Yom Kippur is a particularly tough day for the Jewish community / those practicing any year, but especially in 2020 — a year marked by health, racial, environmental, and political injustice. A year with a mentality that is both “we must fight to preserve our rights,” as well as “we must recognize when to reflect, restore, and recover, because it’s ineffective to pour from an empty cup.” Personally I’ve struggled this year to exercise my strength and not let the burdens on top of burdens control my mental health. While I’m not ashamed that I bring my full person self forward when someone asks me how I’m doing (“faced with climate anxiety while trying to stay afloat in all aspects of my life”), I recognize how much this mindset can have on personal and community impact. While I understand it is a privilege to take the time to reflect, as well as say one of your priorities is environmental justice, I am even more thankful that I’ve found an area of interest that, while frequently makes me more upset (e.g., superficial corporate commitments, greentification, unethical “environmental” lobbying, planned obsolescence), gives me direction and purpose.
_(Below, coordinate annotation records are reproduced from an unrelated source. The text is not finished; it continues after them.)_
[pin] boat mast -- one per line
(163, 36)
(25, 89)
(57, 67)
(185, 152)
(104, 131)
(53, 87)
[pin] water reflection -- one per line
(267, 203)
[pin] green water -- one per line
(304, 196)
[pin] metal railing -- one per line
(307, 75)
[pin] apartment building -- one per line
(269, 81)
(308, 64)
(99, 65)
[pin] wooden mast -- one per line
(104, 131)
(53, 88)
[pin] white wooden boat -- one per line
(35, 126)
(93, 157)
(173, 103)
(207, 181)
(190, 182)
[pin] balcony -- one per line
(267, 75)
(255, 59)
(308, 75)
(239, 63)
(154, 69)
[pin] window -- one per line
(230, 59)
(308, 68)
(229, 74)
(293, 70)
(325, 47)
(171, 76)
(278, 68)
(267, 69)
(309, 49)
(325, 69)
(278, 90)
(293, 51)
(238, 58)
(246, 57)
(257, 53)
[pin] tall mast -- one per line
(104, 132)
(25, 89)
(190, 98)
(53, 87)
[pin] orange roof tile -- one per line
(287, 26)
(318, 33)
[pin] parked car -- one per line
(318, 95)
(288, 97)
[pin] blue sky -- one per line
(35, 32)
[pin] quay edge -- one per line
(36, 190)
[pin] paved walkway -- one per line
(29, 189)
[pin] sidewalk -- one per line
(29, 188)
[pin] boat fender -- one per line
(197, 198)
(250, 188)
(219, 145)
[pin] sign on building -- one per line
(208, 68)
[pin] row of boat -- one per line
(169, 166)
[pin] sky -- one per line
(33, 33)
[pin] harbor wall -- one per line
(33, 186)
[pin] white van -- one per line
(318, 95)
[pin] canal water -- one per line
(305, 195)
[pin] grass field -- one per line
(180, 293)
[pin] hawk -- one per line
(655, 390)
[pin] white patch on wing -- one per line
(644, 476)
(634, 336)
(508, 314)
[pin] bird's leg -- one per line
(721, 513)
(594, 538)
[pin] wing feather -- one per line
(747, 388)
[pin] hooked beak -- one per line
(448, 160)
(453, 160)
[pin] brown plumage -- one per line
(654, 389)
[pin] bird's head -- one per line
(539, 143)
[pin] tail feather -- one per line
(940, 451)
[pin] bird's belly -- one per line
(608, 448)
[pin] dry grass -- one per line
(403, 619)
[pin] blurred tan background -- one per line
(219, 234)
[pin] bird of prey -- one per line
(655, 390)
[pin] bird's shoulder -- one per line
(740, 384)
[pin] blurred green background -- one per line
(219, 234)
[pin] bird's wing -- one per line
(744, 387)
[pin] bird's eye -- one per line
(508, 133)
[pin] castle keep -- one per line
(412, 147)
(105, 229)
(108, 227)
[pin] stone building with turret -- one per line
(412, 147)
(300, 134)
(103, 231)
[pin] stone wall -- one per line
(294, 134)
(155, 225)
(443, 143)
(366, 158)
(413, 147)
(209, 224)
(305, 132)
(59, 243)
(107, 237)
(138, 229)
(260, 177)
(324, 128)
I am fortunate to be able to take today off. I spent much of the morning streaming Yom Kippur services, trying to take in everything they were saying and chanting. I’d be lying if I said I felt a deeper connection this morning to myself, to others, to the world. I struggled to, while unrealistically, feel like I’d overcome a great feat or reached a level synonymous with self actualization to be able to repent for my sins, reflect, and move forward to create change. When the morning services wrapped, and I headed out to walk, sit in the park, and read, I was pleased to see my copy of All We Can Save had arrived ahead of its anticipated delivery — a book I have been so excited to read, a collection of powerful essays from women at the forefront of the climate movement.

Immediately I dove in, hopeful that I could put my cynicism aside and feel moved by a book with a mission of amplifying underrepresented voices in climate justice and carving a path of knowledge and tangible action. While I’m only a few chapters in (so far), there are already a couple quotes that have spoken to me and the democratizing nature of this work.

(1) Equity is not secondary to survive. It is survival. So often with past conversations about feminism or racial justice, there is this negative energy that in order to uplift a certain group or entity, others will suffer. We should recognize that’s it’s quite the opposite (and rather the starting issue for why we are fighting for equity).

(2) You don’t have to know the details of the science to be part of the solution. And if you wait until you know everything, it’ll be too late. We live in a click-happy, cancel culture world, where people are sometimes afraid to speak up or averse to action because they don’t feel “woke” or well-versed enough on the topic to partake. Climate change isn’t discriminatory, but the people behind the actions, or lack thereof, are, and thus we need to continue to educate and conventionalize environmental justice and equity.

While I have always been passionate about the planet, the real urgency for environmental change has motivated me to continue researching, sharing, making small life changes, and contextualizing the issue and encouraging others do to the same. I am inspired by the great justice warriors of our past and present, and I am empowered to continue contributing to the culture shift we so dearly need in order to sufficiently take care of our Earth — as the support should always go both ways.